Ein Spendenglas reist von Bad Goisern nach Wien

Dass die Spende schließlich sogar persönlich nach Wien gebracht wurde, war ursprünglich eher eine spontane Idee. Gemeinsam mit einer Tante und einer Oma machten sich Nele und Clara schließlich tatsächlich auf den rund vierstündigen Weg in die Bundeshauptstadt.
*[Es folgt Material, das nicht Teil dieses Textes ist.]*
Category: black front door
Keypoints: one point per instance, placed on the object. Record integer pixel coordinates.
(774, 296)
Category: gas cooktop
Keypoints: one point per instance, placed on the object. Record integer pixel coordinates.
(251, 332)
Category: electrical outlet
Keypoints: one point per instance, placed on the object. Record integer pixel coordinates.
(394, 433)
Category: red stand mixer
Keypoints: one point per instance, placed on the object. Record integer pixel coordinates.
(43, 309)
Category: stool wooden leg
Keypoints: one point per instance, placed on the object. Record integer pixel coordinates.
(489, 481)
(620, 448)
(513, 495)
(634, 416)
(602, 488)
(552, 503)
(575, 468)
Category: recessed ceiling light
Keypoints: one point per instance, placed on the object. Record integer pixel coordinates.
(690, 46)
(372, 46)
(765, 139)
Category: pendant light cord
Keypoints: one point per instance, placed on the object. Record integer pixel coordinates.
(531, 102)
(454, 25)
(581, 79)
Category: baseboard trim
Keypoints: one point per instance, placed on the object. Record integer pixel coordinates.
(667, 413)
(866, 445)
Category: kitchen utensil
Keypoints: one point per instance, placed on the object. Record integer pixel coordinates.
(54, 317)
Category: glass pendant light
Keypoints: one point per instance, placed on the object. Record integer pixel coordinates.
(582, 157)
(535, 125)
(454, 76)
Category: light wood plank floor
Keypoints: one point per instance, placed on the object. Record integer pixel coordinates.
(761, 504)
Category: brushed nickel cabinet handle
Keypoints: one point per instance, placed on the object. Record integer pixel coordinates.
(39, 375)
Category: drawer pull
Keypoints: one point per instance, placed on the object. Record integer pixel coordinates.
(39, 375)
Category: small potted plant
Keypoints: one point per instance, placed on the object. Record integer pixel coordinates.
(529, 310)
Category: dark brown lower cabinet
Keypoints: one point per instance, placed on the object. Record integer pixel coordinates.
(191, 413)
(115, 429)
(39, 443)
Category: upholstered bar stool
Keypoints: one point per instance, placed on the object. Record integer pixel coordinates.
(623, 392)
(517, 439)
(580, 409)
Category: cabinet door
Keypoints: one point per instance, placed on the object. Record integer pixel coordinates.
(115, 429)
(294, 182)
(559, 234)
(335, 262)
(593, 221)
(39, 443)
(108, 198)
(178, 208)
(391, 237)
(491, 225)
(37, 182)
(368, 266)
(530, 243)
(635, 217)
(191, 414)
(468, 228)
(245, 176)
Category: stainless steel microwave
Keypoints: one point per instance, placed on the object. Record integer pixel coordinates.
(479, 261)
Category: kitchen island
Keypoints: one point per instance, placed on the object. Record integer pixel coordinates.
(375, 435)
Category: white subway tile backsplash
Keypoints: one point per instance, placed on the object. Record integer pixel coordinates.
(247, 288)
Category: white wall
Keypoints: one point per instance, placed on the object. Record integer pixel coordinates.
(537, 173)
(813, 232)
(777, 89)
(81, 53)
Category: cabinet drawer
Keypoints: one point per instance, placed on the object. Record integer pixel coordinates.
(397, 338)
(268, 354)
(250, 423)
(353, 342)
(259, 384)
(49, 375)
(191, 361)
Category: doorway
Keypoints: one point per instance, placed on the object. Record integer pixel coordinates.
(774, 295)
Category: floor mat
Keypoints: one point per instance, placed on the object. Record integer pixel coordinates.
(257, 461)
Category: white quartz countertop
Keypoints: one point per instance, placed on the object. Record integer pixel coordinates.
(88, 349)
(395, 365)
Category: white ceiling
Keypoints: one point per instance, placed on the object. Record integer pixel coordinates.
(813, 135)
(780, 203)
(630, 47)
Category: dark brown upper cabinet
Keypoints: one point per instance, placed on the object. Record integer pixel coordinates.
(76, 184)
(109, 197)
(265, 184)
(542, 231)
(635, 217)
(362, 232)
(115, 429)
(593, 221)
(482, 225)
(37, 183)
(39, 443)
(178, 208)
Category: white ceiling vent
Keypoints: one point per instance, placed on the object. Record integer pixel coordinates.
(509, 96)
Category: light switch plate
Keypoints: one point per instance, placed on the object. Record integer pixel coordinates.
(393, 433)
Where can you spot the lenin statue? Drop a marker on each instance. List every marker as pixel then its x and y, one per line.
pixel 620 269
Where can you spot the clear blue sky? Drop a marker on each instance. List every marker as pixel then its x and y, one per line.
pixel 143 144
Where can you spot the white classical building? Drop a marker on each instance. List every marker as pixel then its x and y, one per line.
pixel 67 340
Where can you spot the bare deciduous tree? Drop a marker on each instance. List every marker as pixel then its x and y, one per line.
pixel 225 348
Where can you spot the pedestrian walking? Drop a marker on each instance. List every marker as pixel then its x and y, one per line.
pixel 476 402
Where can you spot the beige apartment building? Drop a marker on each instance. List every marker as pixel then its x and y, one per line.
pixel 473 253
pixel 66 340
Dort übergaben sie das Spendenglas an Simone Peter, Bereichsleiterin von Brot für die Welt Österreich. „Es ist etwas ganz Besonderes, wenn sich junge Menschen mit so viel Herz und Eigeninitiative engagieren“, sagt Simone Peter. „Die Schülerinnen haben nicht nur Spenden gesammelt, sondern auch gezeigt, dass man mit einer kleinen Idee oft viel anstoßen und zum Guten verändern kann!“

Die Schülerinnen hoffen nun, auch andere junge Menschen zu inspirieren, selbst aktiv zu werden: Mit Kreativität, Zusammenhalt und ein bisschen Mut könne man oft mehr erreichen, als man zuerst glaubt.